Ogni artista ritratto sei volte. Lo stesso volto, la stessa persona vista, sentita e proposta in modi completamente differenti. In questo modo s’innesca un continuo gioco di specchi dove l’immagine riflessa si tramuta continuamente in qualcosa di inaspettato. Con le loro opere, infatti, i sei artisti non svelano l’identità di chi ritraggono. Nelle diverse interpretazioni del medesimo soggetto paiono addirittura scardinarne ogni elemento di definizione.
Nella serialità delle opere esposte da ogni artista – fotografiche, pittoriche o digitali che siano – ciò che più emerge è paradossalmente la personalità di chi ritrae piuttosto che quella di chi è ritratto.
È attraverso questa ripetuta visione degli altri che possiamo comprendere ogni autore, più che con le icone nelle quali si trova rappresentato. La sensazione è che l’intera operazione si sintetizzi, in definitiva, in sei organici autoritratti dove protagonista risulta essere la percezione dell’altro e, di riflesso, anche di se stesso.

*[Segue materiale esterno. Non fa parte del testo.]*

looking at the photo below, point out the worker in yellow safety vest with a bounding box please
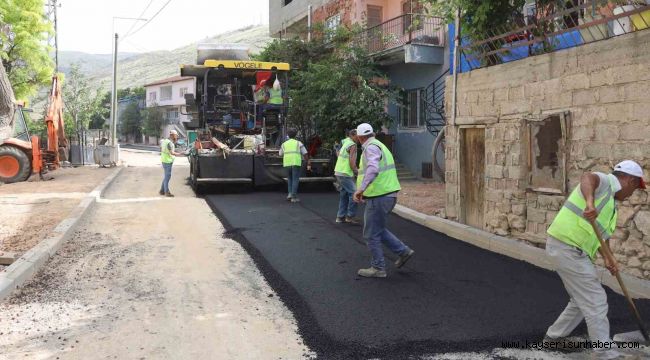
[352,123,414,278]
[543,160,646,358]
[159,129,185,197]
[279,129,309,203]
[334,129,360,224]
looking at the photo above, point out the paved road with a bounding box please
[207,192,650,359]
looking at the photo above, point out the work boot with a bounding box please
[344,217,360,225]
[335,217,345,223]
[159,190,165,196]
[357,267,387,278]
[165,193,175,198]
[286,195,292,201]
[395,249,414,268]
[291,197,300,203]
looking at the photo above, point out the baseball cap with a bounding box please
[356,123,374,136]
[614,160,646,189]
[169,130,178,136]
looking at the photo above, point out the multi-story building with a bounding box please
[144,75,196,140]
[269,0,449,180]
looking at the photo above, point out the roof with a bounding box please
[144,75,194,87]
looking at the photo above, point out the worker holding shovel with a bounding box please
[544,160,646,359]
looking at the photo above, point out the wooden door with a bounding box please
[461,128,485,229]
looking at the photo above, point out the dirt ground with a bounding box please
[397,180,446,216]
[0,167,114,267]
[0,150,310,359]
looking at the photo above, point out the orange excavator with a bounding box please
[0,75,67,183]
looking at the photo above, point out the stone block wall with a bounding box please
[445,29,650,278]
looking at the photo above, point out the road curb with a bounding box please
[0,166,124,302]
[392,204,650,299]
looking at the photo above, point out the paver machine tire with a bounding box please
[0,145,31,183]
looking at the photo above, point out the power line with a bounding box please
[122,0,173,40]
[122,0,156,38]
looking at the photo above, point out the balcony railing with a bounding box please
[353,14,446,55]
[458,2,650,71]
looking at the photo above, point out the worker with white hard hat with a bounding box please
[159,129,185,197]
[544,160,646,358]
[352,123,414,278]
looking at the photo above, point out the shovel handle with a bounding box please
[589,219,650,342]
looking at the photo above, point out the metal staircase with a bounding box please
[422,69,449,138]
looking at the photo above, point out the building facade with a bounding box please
[270,0,449,179]
[144,76,196,140]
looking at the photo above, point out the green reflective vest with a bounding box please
[547,177,617,260]
[357,138,401,197]
[334,138,355,177]
[161,138,174,164]
[282,138,302,167]
[268,88,283,105]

Fondamentalmente esteta si rivela, nei suoi lavori, Aldo Ghirardello (Vicenza, 1963). Tele ovali che accompagnano la forma stessa dei volti, monocromatiche, basate su tinte arancioni, gialle, verdi. L’artista sceglie di velare i ritratti con una trama di delicati motivi decorativi. Un’operazione concettualmente simile, ma formalmente molto diversa, è anche quella proposta da Piermario Ciani (Bertiolo, 1951). L’artista focalizza tutta la sua attenzione sullo sguardo di chi ha di fronte, inserendolo in una sorta di mascherina rettangolare, chiusa dentro un labirinto grafico alfanumerico – quello del codice fiscale – che riduce l’identità a una cifra digitale.

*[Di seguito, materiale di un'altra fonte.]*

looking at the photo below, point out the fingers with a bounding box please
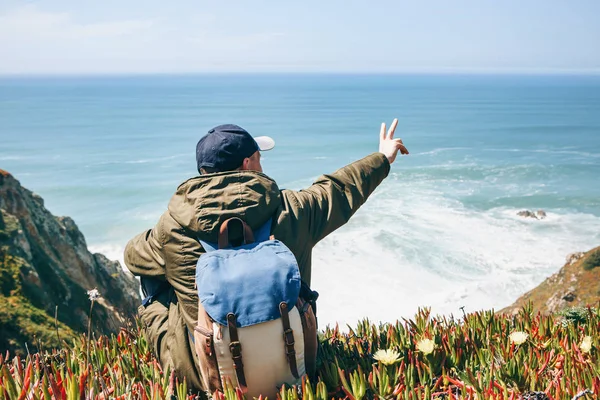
[387,118,399,139]
[398,143,409,154]
[394,138,409,154]
[381,118,399,140]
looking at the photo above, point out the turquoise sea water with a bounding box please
[1,74,600,326]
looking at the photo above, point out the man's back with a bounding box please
[125,153,391,390]
[124,119,407,391]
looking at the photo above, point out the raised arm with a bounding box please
[297,119,409,244]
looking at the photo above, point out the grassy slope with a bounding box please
[502,246,600,315]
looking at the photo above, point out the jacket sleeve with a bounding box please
[296,152,390,245]
[123,213,167,278]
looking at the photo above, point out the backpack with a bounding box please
[193,217,319,398]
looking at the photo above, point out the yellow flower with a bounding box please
[416,338,436,355]
[373,349,401,365]
[509,331,528,345]
[580,336,592,354]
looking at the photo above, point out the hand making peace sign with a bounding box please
[379,118,409,164]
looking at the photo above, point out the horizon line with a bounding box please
[1,68,600,78]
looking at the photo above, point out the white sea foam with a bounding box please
[414,147,472,156]
[123,154,184,164]
[310,175,600,328]
[483,148,600,158]
[95,154,188,165]
[0,155,25,161]
[415,147,600,159]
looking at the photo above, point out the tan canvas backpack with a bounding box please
[193,218,318,398]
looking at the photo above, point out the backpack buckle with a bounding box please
[283,328,295,346]
[229,340,242,356]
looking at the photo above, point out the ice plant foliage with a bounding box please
[0,305,598,399]
[509,331,529,345]
[373,349,401,365]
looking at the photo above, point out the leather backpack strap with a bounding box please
[218,218,255,249]
[279,302,300,379]
[296,298,318,380]
[226,313,247,390]
[193,301,222,392]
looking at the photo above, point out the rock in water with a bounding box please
[0,169,140,353]
[517,210,537,219]
[535,210,547,219]
[516,209,547,220]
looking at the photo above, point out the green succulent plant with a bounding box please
[0,306,598,400]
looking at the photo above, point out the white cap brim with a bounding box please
[254,136,275,151]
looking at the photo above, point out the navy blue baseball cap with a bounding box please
[196,124,275,173]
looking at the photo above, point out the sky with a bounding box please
[0,0,599,75]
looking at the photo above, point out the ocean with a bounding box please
[1,74,599,327]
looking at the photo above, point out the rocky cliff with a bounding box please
[501,246,600,315]
[0,170,140,353]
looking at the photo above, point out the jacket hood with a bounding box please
[168,171,282,242]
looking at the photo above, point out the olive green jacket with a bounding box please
[124,152,390,390]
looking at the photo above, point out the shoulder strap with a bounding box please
[198,218,273,252]
[227,313,247,390]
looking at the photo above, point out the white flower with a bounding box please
[373,349,401,365]
[416,338,436,355]
[509,331,528,345]
[87,288,101,301]
[580,336,592,354]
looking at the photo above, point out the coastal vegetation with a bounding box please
[582,249,600,271]
[0,304,597,399]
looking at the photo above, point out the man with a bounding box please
[124,120,408,391]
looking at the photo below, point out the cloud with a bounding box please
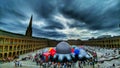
[0,0,120,40]
[61,0,120,30]
[33,27,67,40]
[42,19,65,30]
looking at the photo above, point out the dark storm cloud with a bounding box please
[67,20,86,29]
[61,0,120,30]
[0,22,7,25]
[0,0,66,40]
[43,19,65,30]
[26,0,58,18]
[0,0,28,20]
[0,0,120,40]
[0,20,27,34]
[33,28,67,39]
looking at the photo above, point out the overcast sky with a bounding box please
[0,0,120,40]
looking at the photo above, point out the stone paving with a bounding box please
[0,49,94,68]
[0,60,94,68]
[0,47,120,68]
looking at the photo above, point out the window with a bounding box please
[0,53,2,58]
[0,46,2,52]
[9,46,12,51]
[4,46,8,52]
[0,38,4,44]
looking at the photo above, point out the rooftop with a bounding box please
[0,29,47,40]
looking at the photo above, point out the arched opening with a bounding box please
[17,51,19,55]
[0,53,2,58]
[13,52,16,57]
[20,51,22,55]
[4,53,7,58]
[9,52,12,57]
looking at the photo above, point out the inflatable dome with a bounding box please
[56,42,71,54]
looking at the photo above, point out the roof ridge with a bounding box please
[0,29,24,36]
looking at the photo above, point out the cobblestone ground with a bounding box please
[1,58,120,68]
[0,60,94,68]
[0,47,120,68]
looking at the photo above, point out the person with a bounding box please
[53,63,57,68]
[97,63,100,68]
[39,60,43,68]
[36,58,39,65]
[19,61,22,67]
[57,62,60,68]
[71,61,75,67]
[68,62,71,68]
[14,60,17,67]
[78,61,81,68]
[42,62,44,68]
[42,62,46,68]
[60,63,63,68]
[48,61,52,67]
[113,64,115,67]
[50,62,54,68]
[16,60,19,67]
[63,63,66,68]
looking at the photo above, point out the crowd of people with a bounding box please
[11,46,120,68]
[14,60,22,67]
[85,46,120,68]
[30,49,96,68]
[12,53,95,68]
[33,58,95,68]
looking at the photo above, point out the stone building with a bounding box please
[0,16,49,60]
[82,36,120,48]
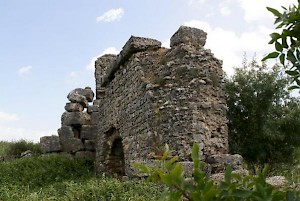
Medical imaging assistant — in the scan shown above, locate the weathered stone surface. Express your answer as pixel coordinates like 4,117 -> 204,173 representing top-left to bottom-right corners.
205,154 -> 243,173
93,26 -> 229,176
67,92 -> 88,108
75,151 -> 95,160
87,105 -> 98,114
61,111 -> 91,126
266,176 -> 288,189
68,87 -> 94,102
65,102 -> 84,112
58,126 -> 74,140
170,26 -> 207,48
81,125 -> 97,140
60,138 -> 84,153
84,140 -> 95,151
20,150 -> 33,158
40,136 -> 62,154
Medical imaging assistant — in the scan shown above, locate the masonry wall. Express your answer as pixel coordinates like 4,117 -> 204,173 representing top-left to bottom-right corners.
93,26 -> 228,176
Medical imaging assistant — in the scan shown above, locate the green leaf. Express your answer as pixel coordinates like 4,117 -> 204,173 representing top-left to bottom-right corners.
279,53 -> 286,65
288,85 -> 300,90
132,163 -> 151,174
262,52 -> 280,61
285,70 -> 299,76
275,41 -> 283,51
287,50 -> 297,63
267,7 -> 282,17
269,33 -> 281,44
161,144 -> 170,161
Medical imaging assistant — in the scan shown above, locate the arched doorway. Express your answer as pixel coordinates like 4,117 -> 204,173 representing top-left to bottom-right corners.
104,127 -> 125,175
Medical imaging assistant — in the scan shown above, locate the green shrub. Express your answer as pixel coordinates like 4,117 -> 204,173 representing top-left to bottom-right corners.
5,140 -> 41,158
0,141 -> 10,156
134,144 -> 300,201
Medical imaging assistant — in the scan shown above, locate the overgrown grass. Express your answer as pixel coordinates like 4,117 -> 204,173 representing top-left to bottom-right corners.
0,154 -> 162,200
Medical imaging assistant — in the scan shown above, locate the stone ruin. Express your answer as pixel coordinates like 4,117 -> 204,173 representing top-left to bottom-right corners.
40,26 -> 244,176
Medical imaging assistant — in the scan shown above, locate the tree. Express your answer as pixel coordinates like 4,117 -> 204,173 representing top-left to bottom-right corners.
225,58 -> 300,165
262,1 -> 300,90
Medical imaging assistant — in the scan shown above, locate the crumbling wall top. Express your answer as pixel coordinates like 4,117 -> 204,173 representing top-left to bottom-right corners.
170,25 -> 207,48
100,36 -> 161,87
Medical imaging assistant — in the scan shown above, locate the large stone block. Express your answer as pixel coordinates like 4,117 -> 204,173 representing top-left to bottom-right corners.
61,111 -> 91,126
67,93 -> 88,108
65,102 -> 84,112
81,125 -> 97,140
58,126 -> 74,140
40,136 -> 62,154
170,26 -> 207,48
60,138 -> 84,153
68,87 -> 94,103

Completamente diversi i ritratti di Emanulea Biancuzzi (Cividale, 1970). Disordinati e allo stesso tempo scientifici, colorati e divertenti, sono un vero e proprio collages di disegni, frasi e simboli assemblati dall’artista solo dopo una meticolosa indagine psicologica sui suoi personaggi.

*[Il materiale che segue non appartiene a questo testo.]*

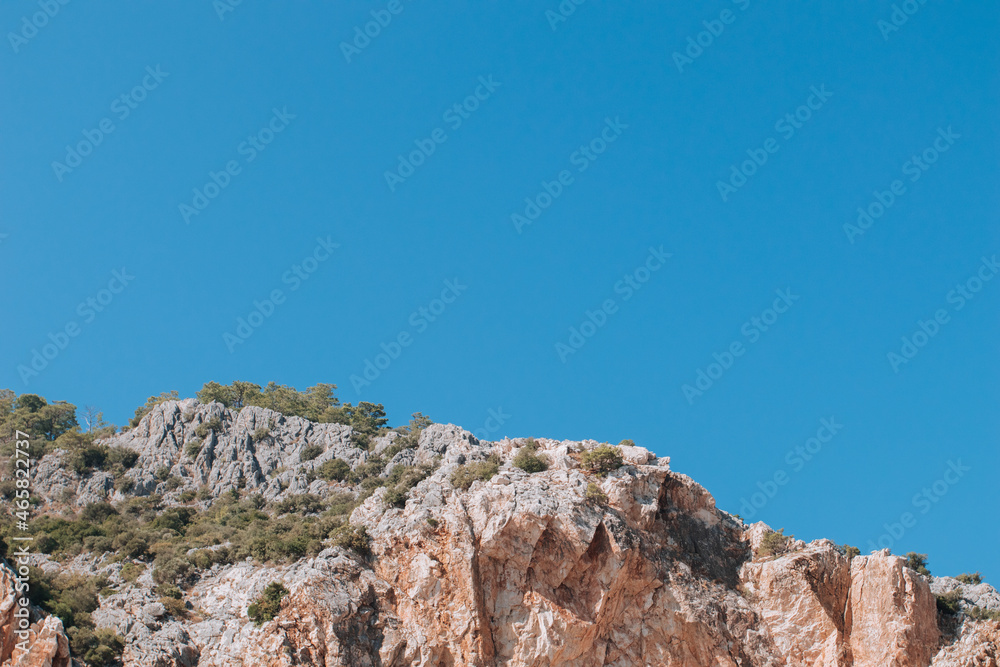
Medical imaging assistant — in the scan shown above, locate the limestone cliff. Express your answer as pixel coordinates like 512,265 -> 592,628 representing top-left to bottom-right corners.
7,401 -> 999,665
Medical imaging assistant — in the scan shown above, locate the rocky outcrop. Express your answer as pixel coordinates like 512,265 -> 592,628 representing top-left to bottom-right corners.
0,562 -> 71,667
32,400 -> 366,506
931,619 -> 1000,666
10,405 -> 1000,665
848,551 -> 940,667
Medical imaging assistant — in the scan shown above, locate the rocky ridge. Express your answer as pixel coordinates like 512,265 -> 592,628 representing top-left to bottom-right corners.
6,400 -> 1000,666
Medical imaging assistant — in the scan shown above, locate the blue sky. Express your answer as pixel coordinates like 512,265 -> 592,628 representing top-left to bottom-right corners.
2,1 -> 997,579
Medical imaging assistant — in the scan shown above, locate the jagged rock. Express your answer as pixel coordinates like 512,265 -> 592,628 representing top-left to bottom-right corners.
10,408 -> 1000,666
931,619 -> 1000,666
0,562 -> 71,667
931,576 -> 1000,612
849,550 -> 940,667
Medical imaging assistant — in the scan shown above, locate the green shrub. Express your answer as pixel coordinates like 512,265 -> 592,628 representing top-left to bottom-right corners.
331,524 -> 371,556
326,492 -> 357,517
936,589 -> 962,614
178,490 -> 196,503
905,552 -> 931,577
165,476 -> 183,491
81,501 -> 118,523
383,463 -> 435,509
758,529 -> 790,557
273,494 -> 324,515
348,456 -> 386,484
315,458 -> 351,482
300,444 -> 323,461
585,482 -> 608,504
618,439 -> 635,447
426,517 -> 439,528
68,627 -> 124,667
185,439 -> 203,458
451,457 -> 499,490
115,477 -> 135,493
580,444 -> 623,476
152,557 -> 190,586
956,572 -> 983,585
105,448 -> 138,469
67,446 -> 108,474
513,440 -> 548,473
194,418 -> 222,438
121,562 -> 143,583
968,606 -> 1000,621
843,545 -> 861,560
247,582 -> 289,625
156,584 -> 183,599
160,596 -> 188,618
25,569 -> 122,666
392,412 -> 432,449
252,427 -> 270,443
154,466 -> 171,481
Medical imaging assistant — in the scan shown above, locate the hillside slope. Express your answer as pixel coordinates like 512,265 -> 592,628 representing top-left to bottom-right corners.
2,399 -> 998,666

Per il mezzo fotografico hanno optato, infine, Debora Vrizzi (Cividale, 1975) e Walter Criscuoli (Udine, 1958). Medesimo strumento ma risultati formalmente opposti. Alla nitidezza e al senso di confortante intimità presente nelle immagini della prima, infatti, si contrappongono le figure sfocate e mosse di Criscuoli che, ancora una volta, nega all’osservatore qualsiasi certezza.